Emad Abdel-Ghafour has resigned from his post as head of the prominent Salafist Nour Party after growing increasingly frustrated with interference in his job from the Salafist Call, the party’s spokesman Yousry Hammad said on Tuesday.

“Abdel-Ghafour’s front within the party will hold a meeting on Tuesday to announce the withdrawal of the party’s leaders and explain the reasons for that decision,” Hammad was quoted as saying on Ahram’s Arabic-language news website.

The decision came despite the fact that the party's general assembly had earlier declared that there would be no withdrawals until the coming parliamentary elections.

“A new party will be formed.

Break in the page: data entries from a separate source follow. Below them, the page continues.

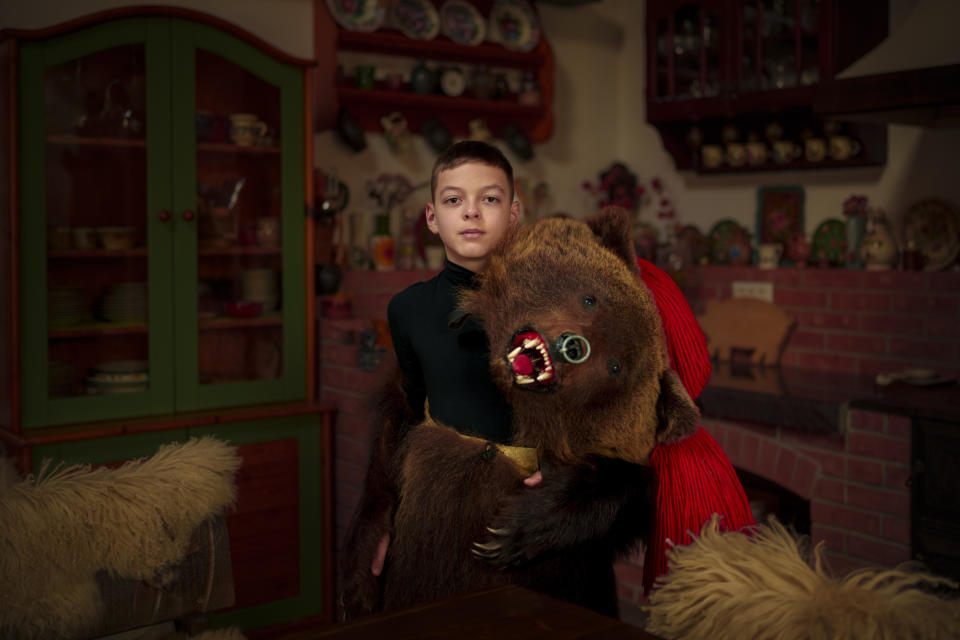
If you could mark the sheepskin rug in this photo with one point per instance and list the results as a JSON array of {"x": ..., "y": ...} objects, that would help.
[
  {"x": 58, "y": 529},
  {"x": 769, "y": 584}
]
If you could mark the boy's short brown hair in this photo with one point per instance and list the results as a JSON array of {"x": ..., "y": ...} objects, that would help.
[{"x": 471, "y": 151}]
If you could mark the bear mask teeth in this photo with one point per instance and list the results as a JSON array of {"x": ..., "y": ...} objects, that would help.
[{"x": 530, "y": 361}]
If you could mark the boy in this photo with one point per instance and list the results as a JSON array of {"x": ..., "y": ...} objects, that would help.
[{"x": 471, "y": 209}]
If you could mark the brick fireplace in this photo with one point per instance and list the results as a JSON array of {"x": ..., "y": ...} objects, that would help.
[{"x": 855, "y": 322}]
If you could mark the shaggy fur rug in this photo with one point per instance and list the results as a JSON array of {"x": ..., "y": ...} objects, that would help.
[
  {"x": 769, "y": 584},
  {"x": 58, "y": 529}
]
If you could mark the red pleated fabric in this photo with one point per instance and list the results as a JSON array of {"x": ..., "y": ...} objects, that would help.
[
  {"x": 696, "y": 480},
  {"x": 695, "y": 477},
  {"x": 685, "y": 340}
]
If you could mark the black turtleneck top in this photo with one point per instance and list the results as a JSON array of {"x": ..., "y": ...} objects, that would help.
[{"x": 450, "y": 367}]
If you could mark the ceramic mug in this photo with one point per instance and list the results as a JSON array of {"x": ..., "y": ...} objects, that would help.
[
  {"x": 768, "y": 255},
  {"x": 245, "y": 129},
  {"x": 366, "y": 76},
  {"x": 756, "y": 153},
  {"x": 843, "y": 147},
  {"x": 736, "y": 154},
  {"x": 712, "y": 155},
  {"x": 268, "y": 232},
  {"x": 815, "y": 149},
  {"x": 785, "y": 151}
]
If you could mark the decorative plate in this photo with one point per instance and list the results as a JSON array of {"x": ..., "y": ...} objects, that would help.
[
  {"x": 830, "y": 241},
  {"x": 461, "y": 22},
  {"x": 358, "y": 15},
  {"x": 415, "y": 18},
  {"x": 514, "y": 24},
  {"x": 728, "y": 243},
  {"x": 933, "y": 227}
]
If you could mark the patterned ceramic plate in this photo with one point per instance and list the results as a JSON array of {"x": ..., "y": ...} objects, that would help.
[
  {"x": 514, "y": 25},
  {"x": 830, "y": 241},
  {"x": 462, "y": 23},
  {"x": 358, "y": 15},
  {"x": 933, "y": 226},
  {"x": 415, "y": 18},
  {"x": 728, "y": 243}
]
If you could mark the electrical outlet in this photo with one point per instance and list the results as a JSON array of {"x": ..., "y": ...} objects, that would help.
[{"x": 753, "y": 289}]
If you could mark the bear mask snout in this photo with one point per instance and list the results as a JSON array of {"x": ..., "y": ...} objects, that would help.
[{"x": 531, "y": 358}]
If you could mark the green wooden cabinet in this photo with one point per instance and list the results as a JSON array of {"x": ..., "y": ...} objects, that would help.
[
  {"x": 277, "y": 523},
  {"x": 162, "y": 190}
]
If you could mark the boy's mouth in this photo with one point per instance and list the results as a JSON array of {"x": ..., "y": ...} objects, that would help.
[{"x": 529, "y": 360}]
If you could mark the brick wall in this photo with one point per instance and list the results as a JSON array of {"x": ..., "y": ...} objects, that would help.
[
  {"x": 847, "y": 321},
  {"x": 855, "y": 321}
]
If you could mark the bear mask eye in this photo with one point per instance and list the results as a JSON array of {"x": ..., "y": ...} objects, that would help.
[{"x": 613, "y": 367}]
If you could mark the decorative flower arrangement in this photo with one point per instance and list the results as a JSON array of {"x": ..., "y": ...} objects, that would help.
[
  {"x": 389, "y": 189},
  {"x": 617, "y": 186},
  {"x": 855, "y": 206}
]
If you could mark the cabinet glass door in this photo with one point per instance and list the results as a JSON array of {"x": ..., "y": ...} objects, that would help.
[
  {"x": 780, "y": 47},
  {"x": 92, "y": 297},
  {"x": 239, "y": 265},
  {"x": 688, "y": 55}
]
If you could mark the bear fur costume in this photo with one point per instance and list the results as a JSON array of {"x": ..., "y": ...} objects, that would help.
[
  {"x": 766, "y": 583},
  {"x": 593, "y": 425}
]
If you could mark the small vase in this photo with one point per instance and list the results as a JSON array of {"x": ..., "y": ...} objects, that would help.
[{"x": 856, "y": 229}]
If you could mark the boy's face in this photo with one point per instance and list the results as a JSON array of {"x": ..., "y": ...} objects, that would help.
[{"x": 471, "y": 210}]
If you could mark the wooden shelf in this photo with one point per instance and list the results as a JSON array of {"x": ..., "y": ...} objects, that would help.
[
  {"x": 440, "y": 48},
  {"x": 239, "y": 252},
  {"x": 96, "y": 254},
  {"x": 350, "y": 96},
  {"x": 271, "y": 320},
  {"x": 98, "y": 329},
  {"x": 226, "y": 147},
  {"x": 85, "y": 141}
]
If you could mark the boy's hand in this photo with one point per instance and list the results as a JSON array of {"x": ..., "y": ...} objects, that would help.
[{"x": 377, "y": 566}]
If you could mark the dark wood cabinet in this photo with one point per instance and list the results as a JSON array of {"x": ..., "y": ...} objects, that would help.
[
  {"x": 739, "y": 71},
  {"x": 369, "y": 105}
]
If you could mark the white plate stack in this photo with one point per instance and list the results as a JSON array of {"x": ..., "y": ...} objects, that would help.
[
  {"x": 65, "y": 307},
  {"x": 260, "y": 285},
  {"x": 125, "y": 302}
]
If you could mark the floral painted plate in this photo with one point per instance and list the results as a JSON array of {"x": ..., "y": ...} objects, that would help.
[
  {"x": 462, "y": 23},
  {"x": 514, "y": 24},
  {"x": 830, "y": 241},
  {"x": 358, "y": 15},
  {"x": 415, "y": 18},
  {"x": 729, "y": 243}
]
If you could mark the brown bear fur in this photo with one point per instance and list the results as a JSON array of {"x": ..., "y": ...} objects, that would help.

The names being considered for the new party include El-Sahwa (the Awakening) or El-Watan (the Motherland),” Hammad added.

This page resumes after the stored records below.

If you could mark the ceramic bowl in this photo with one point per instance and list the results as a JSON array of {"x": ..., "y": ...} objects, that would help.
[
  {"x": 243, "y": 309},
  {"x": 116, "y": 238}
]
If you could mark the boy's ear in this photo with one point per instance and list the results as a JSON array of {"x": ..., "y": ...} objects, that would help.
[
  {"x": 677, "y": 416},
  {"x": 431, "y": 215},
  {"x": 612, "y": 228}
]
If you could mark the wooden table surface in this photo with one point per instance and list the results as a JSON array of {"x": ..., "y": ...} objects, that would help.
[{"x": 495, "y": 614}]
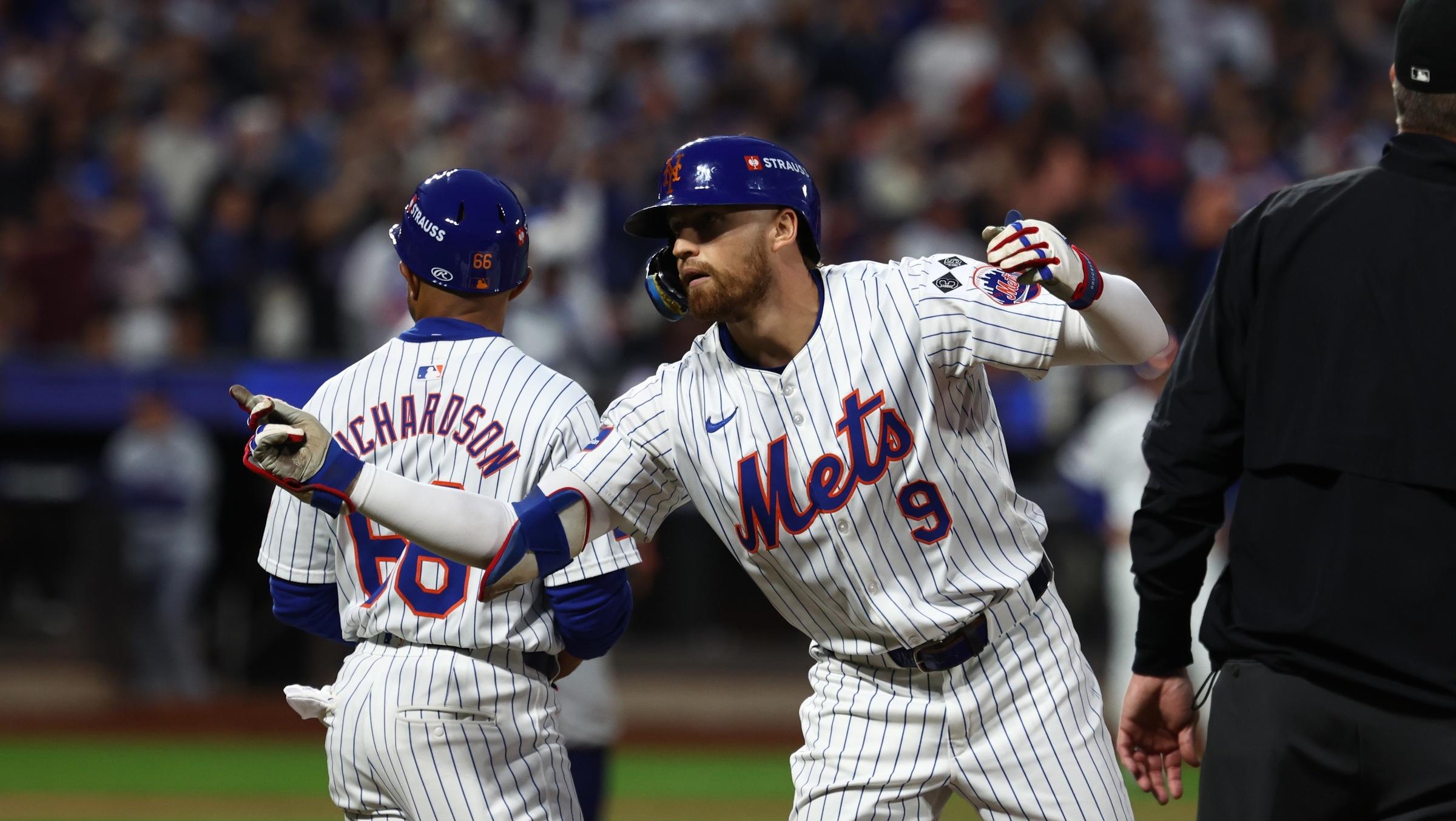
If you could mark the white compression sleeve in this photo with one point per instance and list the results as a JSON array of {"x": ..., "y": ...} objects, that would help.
[
  {"x": 1122, "y": 328},
  {"x": 456, "y": 524},
  {"x": 581, "y": 522},
  {"x": 468, "y": 527}
]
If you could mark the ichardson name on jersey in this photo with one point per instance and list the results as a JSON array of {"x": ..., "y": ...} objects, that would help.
[
  {"x": 388, "y": 425},
  {"x": 831, "y": 482}
]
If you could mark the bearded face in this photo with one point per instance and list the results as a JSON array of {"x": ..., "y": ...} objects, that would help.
[{"x": 729, "y": 277}]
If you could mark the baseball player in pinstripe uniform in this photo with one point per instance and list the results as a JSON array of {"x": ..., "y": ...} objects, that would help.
[
  {"x": 836, "y": 428},
  {"x": 446, "y": 708}
]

The conflict within the party is reportedly between Abdel-Ghafour's front and followers of influential Sheikh Yasser El-Borhami, one of the founders of the Salafist Call, a movement that spawned Nour Party in 2011.

The supreme committee of the Nour Party, which espouses an ultra-conservative brand of Islam, withdrew confidence from Abdel-Ghafour in October but he eventually stayed put.

The Salafist Call, led by El-Borhami, stood by members of the party’s supreme committee in the conflict that divided the party between two fronts, the supporters of El-Borhami and those of 'reformist' Abdel Ghafour.

Abdel-Ghafour and his supporters – known as the 'Reformist Front' within the party – retaliated by calling for the dismissal of the supreme committee via the party's official Twitter account.

Nour is the most influential Salafist party in Egypt. It led a coalition of Islamist political parties that won 127 seats in the lower house of parliament early this year.

The parliament was eventually dissolved by a court order.